MTTM Shimla Syllabus: MTA – (II) ( 12) : ELECTRONIC DATA PROCESSING- module 2

Module – 2 : File Organisation and Processing: Fields, Records, Files, Type of files, Serial,

Sequential, Index Sequential and Random files, File Organisations, Batch Processing, Real time

processing, Time sharing, Multi Processing, Multi Programming, Client Serves processing.

Fields: A field in Microsoft Access is a piece of information related to a single person or thing. Related fields are grouped together to form a record.

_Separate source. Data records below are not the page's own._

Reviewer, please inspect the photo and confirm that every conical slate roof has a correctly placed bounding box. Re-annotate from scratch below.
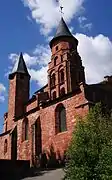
[12,53,29,75]
[54,18,72,38]
[50,17,73,47]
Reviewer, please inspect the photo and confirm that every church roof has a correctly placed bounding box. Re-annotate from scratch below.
[12,53,29,75]
[50,17,73,46]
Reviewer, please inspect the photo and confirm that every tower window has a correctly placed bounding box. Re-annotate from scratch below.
[22,119,28,141]
[54,56,58,66]
[51,74,55,87]
[61,55,63,62]
[4,139,8,154]
[5,122,7,132]
[52,91,56,100]
[59,69,64,83]
[60,87,65,96]
[55,104,67,133]
[20,74,24,79]
[56,46,58,51]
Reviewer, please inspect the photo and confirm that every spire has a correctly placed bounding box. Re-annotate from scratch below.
[9,52,30,76]
[54,17,72,38]
[50,17,73,46]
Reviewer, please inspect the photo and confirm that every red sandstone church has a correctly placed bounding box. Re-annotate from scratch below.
[0,18,112,166]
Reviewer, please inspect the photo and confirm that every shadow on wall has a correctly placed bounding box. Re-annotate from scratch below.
[0,145,66,180]
[36,145,66,168]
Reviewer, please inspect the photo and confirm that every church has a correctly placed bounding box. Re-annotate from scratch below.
[0,18,112,164]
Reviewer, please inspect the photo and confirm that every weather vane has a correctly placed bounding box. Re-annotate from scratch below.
[56,0,64,16]
[60,6,64,16]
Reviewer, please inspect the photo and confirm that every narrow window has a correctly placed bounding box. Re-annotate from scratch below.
[51,74,55,87]
[5,122,7,132]
[20,74,24,79]
[4,139,8,154]
[60,87,65,96]
[22,119,28,141]
[59,69,64,83]
[55,105,67,133]
[54,56,58,66]
[56,46,58,51]
[61,55,63,62]
[52,91,56,100]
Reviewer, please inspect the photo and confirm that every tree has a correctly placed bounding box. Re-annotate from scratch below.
[65,104,112,180]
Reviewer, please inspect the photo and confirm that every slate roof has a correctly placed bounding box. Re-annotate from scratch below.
[50,17,77,47]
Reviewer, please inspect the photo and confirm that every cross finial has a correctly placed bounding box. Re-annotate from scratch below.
[60,6,64,15]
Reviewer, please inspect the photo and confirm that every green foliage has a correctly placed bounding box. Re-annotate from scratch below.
[65,103,112,180]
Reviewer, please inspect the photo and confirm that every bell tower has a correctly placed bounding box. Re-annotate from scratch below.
[8,53,30,121]
[48,17,85,99]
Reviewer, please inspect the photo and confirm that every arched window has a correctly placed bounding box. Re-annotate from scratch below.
[5,121,7,132]
[59,69,64,83]
[51,74,55,87]
[60,87,65,96]
[54,56,58,66]
[56,46,58,51]
[4,139,8,154]
[52,91,56,100]
[22,118,28,141]
[55,104,67,133]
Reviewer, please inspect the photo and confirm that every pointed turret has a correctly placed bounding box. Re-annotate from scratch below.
[50,17,77,47]
[9,52,30,79]
[8,53,30,121]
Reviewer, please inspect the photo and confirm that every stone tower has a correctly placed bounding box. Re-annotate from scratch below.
[48,18,85,99]
[8,53,30,124]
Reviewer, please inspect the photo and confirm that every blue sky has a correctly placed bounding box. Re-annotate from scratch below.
[0,0,112,131]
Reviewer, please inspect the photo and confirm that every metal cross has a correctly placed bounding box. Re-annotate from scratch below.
[60,6,64,15]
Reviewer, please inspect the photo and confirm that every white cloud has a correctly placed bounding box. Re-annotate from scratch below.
[9,34,112,86]
[0,83,6,102]
[78,16,93,30]
[75,34,112,83]
[6,45,51,86]
[22,0,85,35]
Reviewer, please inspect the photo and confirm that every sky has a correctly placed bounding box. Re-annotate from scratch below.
[0,0,112,132]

Records: In a database, a record (sometimes called a row) is a group of fields within a table that are relevant to a specific entity. For example, in a table called customer contact information, a row would likely contain fields such as: ID number, name, street address, city, telephone number and so on

Files:

A file is a logical collection of information stored on secondary storage such as hard disk. Physically, a file is the smallest allotment of secondary storage devices e.g. disk. Logically, a file is a sequence of logical records i.e. a sequence of bits and bytes. Files can be used to contain data and programs (both source and object program). Data files can be numeric, alphabetic, alphanumeric or binary. A file has various attributes like name, type, location, size, protection, time and date of creation etc.

Type of files:

In order to support different types of files, operating systems support two part file names. The two parts are: name and an extension. Both are separated by a period (dot). For example, a name of a file can be program C.

File Type	Extension	Meaning
Execute file	.exe, .com, .bin	Read to run machine language program
Object file	.obj, .o	Compiled, machine language but not linked
Source code file	.c, .cc, .java, .pas, .asm, .a, .ftn	Represents source code in different languages such as c, java, pascal, assembly language of fortran.
Batch file	.bat, .sh	Command to the command interpreter.
Text file	.txt, .doc	Documentation
Library file	.lib, .dll	Libraries of routines for programmers
Backup file	.bak	Used for taking backup of some program file
Multimedia file	.mpeg, .mov, .rm	Binary file containing audio or audio/video information

Access Methods:

Files are used to store data. The information present in the file can be accessed by various methods. Thus, the way of retrieving data from a file is known as access method. Different systems use different access methods. The various access methods used are:

1. Sequential access

It is the simplest and most commonly used access method. Information in the file is accessed in the order it is stored in the file i.e. one record after the other. Starting at the beginning to the end of the file.

2. Direct access

In direct access method it is possible to access the records of a file in any order. The various records can be read or write randomly. In this way the records can be accessed by key, rather than by position.

3. Indexed access

In this method, an index is created for the file. This index contains pointer for various blocks of a file, just like a index in a back of a book. If we want to find a record of a file, first the index is searched and then the pointer from index is used to access that file. In this way, a required record is found.

File Organisations

It is used to determine an efficient file organization for each base relation. For example, if we want to retrieve student records in alphabetical order of name, sorting the file by student name is a good file organization. However, if we want to retrieve all students whose marks is in a certain range, a file ordered by student name would not be a good file organization. Some file organizations are efficient for bulk loading data into the database but inefficient for retrieve and other activities.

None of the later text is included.